Candidates who qualified for the public financing program raised 98% of their money in small contributions ($150 or less) and matching funds, compared to 3% for candidates who did not participate in the program.

And public funding, it turned out, was no barrier to success. Participants included candidates who ran competitive races in 2018, the first year such a program was program was in effect in a Maryland subdivision.

Montgomery County Executive Marc B. Elrich participated, as did all four County Council at-large winners, along with two district-level Council members who were reelected.

Howard County, Prince George’s County and Baltimore County have begun implementing similar programs.

Last year, Baltimore City enacted implementation legislation specifying that candidates must meet certain “skin-in-the-game” qualifications in order to receive the funds.

Mayoral candidates, for example, must raise either $40,000 or receive donations from 500 individuals or more to tap into the fund.

Democracy and Equity

At the time, the sponsor of the city legislation, Councilman Kristerfer Burnett, said public financing will make elections not only fairer and more democratic but more racially equitable.

He pointed to a 2018 study that documented how Baltimore’s donor class is largely white and rich.

While 32% of Baltimore residents are white and 63% are Black, the donor pool in Baltimore is the opposite – 64% white and 32% Black, according to the study of Mayor and City Council races in 2015 and 2016 by the think tank Demos. Other races and ethnicities were almost entirely unrepresented.

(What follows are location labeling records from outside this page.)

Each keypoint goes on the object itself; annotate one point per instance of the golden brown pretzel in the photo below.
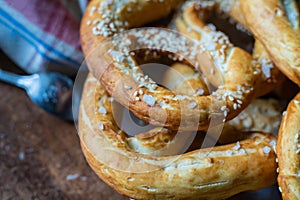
(263, 115)
(288, 151)
(215, 173)
(232, 96)
(191, 24)
(269, 23)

While Baltimore is 63% Black, those who contributed to political campaigns was the mirror opposite – 64% white.

PIRG estimated that $10 million would be needed over the next four years to place enough reserves in the Fair Election Fund.

Now the group is calling on Mayor Scott and the Council to begin budgetary allocations for the fund and to establish a Fair Election Commission to oversee the process.

“We understand that, obviously, Covid has been a huge top-of-mind issue,” Shah said. “But we’re optimistic that we now can have some movement toward this relatively small investment that will do so much to support our democracy.”

Methodology

A word on PIRG’s methodology: The authors analyzed 10,995 publicly available campaign contributions from January 1, 2019 and beyond to candidates who received more than 2,000 votes during the Democratic or Republican primary election.

In addition to Dixon, Miller, Scott and Young , Democratic mayoral candidates Carlmichael Stokey Cannady, T.J. Smith and Thiru Vignarajah were under study as well as Bob Wallace, who ran as an independent and received 20.2% of the general vote last November.